Given the alacrity with which James Damore has sought to monetize his firing (including registering the absurdly-chosen `@Fired4Truth` Twitter account for his continued grandstanding), I would not be the least bit surprised if the original release of his manifesto was done by Damore himself.

Otherwise, consider me +1-ing most of what Demyx and Gremlin have posted upthread.

A little late to this party and I'll admit I only skimmed the 1st pages.

So... memo content and what I've learnt from twitter in the last 24hrs:

What I have discovered talking to great minds of twitter is that "its about preferences not traits" seems to have become #googlememo's version of 'its about ethics in games journalism".

Which you know complete ignores the actual text of where Damore name checks evo psych as his foundational POV in the first page (or so), his own 'tldr' of the memo specifically mentions traits (not prefs) as the reason for a non 50:50 gender split and within another page he specifically states (cognitive) traits lead to prefs.
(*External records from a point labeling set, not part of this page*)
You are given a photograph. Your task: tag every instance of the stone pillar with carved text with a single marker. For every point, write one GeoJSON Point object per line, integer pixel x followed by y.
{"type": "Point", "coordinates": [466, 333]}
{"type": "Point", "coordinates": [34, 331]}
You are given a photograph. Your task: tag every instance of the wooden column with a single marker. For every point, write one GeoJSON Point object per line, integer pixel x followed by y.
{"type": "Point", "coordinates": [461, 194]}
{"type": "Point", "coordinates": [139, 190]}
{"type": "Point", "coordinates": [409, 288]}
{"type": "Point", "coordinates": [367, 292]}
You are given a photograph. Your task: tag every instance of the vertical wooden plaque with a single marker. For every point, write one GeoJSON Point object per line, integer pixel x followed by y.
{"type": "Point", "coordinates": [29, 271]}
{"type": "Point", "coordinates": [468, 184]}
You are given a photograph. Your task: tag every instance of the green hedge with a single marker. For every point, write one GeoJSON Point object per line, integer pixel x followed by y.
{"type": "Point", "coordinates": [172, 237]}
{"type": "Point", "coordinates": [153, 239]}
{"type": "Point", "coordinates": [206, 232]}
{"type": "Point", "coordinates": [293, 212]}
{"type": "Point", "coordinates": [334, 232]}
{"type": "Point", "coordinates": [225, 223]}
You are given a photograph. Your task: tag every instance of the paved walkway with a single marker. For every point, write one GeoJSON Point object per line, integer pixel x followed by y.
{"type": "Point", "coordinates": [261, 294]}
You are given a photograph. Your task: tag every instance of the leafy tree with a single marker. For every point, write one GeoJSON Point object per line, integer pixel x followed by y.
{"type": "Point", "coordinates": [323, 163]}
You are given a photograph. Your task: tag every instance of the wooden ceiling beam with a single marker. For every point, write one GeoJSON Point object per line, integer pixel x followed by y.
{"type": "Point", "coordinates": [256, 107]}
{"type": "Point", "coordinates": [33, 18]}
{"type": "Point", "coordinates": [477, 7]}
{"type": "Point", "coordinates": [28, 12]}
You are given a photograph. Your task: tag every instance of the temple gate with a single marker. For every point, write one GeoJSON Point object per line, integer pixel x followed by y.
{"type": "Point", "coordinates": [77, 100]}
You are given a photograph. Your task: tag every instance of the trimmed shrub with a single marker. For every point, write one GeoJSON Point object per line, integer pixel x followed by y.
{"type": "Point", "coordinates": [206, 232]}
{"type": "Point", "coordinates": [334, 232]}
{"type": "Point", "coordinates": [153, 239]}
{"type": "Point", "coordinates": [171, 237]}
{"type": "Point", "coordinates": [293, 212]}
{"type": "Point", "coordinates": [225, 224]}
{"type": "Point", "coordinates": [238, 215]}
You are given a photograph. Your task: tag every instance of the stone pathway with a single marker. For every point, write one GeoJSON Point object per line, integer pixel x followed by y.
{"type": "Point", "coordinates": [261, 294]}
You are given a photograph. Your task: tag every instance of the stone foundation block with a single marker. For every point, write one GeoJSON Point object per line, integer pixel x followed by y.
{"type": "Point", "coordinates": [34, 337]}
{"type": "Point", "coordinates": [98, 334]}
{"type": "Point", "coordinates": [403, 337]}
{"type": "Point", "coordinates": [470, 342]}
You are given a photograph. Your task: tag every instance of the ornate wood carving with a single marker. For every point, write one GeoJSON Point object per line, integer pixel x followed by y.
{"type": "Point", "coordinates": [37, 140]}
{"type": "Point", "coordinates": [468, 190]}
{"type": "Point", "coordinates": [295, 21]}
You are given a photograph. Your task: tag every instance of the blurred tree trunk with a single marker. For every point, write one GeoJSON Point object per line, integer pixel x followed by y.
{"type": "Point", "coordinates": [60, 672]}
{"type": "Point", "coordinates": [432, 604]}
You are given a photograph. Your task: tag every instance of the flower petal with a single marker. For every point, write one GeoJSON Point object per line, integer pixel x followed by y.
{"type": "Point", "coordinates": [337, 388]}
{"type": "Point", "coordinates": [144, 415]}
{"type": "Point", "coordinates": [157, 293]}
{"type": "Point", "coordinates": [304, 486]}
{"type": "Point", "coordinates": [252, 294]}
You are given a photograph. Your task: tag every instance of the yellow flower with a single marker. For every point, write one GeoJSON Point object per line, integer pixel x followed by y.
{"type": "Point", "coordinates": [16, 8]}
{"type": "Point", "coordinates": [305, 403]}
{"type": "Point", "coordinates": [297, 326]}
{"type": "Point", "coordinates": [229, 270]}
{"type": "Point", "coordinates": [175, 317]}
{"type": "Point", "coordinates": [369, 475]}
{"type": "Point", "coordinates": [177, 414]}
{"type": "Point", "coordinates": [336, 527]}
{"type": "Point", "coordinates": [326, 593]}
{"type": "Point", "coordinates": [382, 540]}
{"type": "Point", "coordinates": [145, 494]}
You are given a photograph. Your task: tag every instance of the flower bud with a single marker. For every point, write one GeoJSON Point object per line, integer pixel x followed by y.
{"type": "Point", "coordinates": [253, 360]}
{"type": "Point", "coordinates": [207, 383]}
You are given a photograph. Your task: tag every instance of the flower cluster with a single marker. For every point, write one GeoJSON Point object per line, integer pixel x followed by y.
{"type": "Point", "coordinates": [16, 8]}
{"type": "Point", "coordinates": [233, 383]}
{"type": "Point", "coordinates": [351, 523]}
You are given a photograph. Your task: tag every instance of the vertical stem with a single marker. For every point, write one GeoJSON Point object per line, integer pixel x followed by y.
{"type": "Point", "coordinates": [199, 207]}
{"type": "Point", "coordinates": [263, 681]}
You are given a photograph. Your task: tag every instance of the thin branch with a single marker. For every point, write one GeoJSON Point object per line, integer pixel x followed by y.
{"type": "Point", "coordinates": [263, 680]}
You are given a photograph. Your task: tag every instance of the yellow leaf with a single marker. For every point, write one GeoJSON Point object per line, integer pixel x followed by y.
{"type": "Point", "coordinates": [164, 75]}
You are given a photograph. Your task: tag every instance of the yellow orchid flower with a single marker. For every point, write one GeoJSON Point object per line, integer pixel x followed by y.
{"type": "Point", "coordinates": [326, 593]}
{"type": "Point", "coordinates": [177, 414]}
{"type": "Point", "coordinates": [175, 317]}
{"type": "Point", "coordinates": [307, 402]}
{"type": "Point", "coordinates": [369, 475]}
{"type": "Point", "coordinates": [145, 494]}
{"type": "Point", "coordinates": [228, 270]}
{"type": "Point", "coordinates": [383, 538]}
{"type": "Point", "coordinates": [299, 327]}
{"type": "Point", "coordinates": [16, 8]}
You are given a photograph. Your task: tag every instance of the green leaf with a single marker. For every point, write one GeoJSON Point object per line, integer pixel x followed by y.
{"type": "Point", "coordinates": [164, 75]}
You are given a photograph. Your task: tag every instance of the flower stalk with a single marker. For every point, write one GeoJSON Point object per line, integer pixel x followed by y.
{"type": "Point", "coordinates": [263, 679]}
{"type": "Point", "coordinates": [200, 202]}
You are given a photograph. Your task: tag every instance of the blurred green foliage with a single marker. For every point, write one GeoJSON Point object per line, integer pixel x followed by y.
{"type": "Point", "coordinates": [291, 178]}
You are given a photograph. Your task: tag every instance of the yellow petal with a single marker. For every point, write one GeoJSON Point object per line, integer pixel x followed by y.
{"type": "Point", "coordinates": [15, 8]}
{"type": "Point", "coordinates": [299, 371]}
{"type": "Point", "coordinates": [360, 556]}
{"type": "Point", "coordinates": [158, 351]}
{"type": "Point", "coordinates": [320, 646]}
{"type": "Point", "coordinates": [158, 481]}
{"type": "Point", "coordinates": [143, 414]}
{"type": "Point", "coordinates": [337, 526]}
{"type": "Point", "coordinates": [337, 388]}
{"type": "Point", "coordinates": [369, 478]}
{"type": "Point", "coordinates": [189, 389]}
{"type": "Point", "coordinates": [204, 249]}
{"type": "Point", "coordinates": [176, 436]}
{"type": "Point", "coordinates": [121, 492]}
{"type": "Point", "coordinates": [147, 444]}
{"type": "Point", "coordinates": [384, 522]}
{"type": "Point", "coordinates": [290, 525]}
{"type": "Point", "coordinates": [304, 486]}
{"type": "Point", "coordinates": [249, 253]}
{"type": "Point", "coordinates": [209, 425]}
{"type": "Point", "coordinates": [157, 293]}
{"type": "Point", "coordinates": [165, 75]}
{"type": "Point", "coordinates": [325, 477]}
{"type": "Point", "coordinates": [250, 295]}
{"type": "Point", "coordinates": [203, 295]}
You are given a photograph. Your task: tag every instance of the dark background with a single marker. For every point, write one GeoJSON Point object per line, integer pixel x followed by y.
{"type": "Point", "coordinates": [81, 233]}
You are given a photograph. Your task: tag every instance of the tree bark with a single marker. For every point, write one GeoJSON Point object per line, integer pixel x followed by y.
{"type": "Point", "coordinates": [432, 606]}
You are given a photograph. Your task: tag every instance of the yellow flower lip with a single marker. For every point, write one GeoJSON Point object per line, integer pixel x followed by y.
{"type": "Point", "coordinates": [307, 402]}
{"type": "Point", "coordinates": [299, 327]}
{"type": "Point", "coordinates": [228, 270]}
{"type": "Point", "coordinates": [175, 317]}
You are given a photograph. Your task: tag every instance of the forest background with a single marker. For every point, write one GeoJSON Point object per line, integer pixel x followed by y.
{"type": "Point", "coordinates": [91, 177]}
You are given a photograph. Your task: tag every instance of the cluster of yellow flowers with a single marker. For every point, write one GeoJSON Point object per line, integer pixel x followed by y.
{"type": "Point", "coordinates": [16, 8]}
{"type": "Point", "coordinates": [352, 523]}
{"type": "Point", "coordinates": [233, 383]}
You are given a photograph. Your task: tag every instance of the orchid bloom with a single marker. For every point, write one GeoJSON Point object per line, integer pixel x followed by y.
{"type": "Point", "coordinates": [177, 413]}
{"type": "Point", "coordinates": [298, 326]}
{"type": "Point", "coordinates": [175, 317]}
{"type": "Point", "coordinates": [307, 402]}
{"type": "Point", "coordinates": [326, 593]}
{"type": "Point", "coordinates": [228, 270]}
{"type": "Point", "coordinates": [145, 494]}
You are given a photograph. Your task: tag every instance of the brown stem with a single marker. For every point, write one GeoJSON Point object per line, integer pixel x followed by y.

Also wrt complaining about stifled opinions, no dialogue, censorship etc... Google is a private corporation. Free speech provision only covers public spaces and public institutes. For good and bad we've decided corporations are private entities so its their house and their rules. Google have pre-decided that a (nominal) commitment to a specific kind of hiring practice and diversity and no questions asked is how they'd like to do business. You don't like it you are 100% free to go and found your own Google.